This section shows some of the projects I have done as a result of my learning process or hobby. All these exercises are for purely educational purposes.
Production and large databases
-
Building a database with PostgreSQL in Python for crime reports in Boston
In this project, a simple database is created using PostgreSQL inside a Python environment. For this purpose, the package
psycopg2
is essencial as a PostgreSQL database adapter for the Python programming language. -
Optimizing dataframes’ memory usage and processing in chunks
This project demonstrates how to optimise the memory footprint of a dataframe and how to work with dataframe chunks. All these steps make it possible to work with dataframes that, a priori, do not fit within the memory limits of a given storage.
-
Analyzing wikipedia pages using MapReduce techniques (parallel processing)
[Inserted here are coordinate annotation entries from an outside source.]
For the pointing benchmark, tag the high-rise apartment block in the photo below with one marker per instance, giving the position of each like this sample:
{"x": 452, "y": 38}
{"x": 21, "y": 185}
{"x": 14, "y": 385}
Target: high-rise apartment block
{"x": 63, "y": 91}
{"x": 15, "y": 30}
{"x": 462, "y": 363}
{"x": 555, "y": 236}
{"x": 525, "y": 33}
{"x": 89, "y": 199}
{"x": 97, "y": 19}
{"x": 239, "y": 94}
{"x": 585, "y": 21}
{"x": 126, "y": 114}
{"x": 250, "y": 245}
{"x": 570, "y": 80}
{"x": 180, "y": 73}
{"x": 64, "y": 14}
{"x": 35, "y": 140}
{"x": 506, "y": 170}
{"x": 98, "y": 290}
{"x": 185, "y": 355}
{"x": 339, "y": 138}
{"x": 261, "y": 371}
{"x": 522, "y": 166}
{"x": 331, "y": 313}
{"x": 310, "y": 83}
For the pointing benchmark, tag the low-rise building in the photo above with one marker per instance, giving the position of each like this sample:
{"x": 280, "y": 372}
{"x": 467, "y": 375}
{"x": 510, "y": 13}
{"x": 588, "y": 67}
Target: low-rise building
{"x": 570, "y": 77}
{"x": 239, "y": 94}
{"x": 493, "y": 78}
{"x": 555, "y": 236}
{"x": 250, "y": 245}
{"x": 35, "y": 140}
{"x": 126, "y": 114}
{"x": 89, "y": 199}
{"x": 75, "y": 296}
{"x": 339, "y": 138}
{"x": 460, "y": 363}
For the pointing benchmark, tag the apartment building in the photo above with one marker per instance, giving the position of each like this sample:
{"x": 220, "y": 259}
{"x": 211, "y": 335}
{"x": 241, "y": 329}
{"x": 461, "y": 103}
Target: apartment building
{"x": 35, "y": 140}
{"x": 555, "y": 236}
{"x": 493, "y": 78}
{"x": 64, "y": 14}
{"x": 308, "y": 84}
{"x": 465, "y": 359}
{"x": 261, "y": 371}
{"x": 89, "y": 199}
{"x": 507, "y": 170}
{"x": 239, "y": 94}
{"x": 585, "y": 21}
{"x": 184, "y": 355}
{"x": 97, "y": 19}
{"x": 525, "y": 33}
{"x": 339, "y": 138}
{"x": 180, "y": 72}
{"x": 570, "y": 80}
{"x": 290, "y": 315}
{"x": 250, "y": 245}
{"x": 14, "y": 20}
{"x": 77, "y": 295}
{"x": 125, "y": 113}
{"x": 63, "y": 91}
In this project a grep-like algorithm is implemented in Python by using MapReduce techniques (parallel processing) for a given dataset. The main functionality of this algorithm is to search the specific location of a target string inside all of the dataset files.
-
Building a key-value store database through a complex tree data structure
In this project, a B-tree data structure is implemented from scratch as a building block for a fully functioning key-value store. This key-value store will work like a Python dictionary, but it will also allow users to perform range queries, similar to multiple implementations of the key-value store used in production-grade systems worldwide, like Redis, CouchDB, Mongo, or Cassandra. In this way, these queries are performed in a more efficient computation time than in a simpler implementation.
-
Building a data pipeline class
In this project, a data pipeline class that schedules the tasks in the correct order is constructed in Python from scratch. This class will be built around a directed acyclic graph (DAG) as the scheduler for it. Instead of a linear ordering, this graph give us the ability to create multiple branches of dependencies.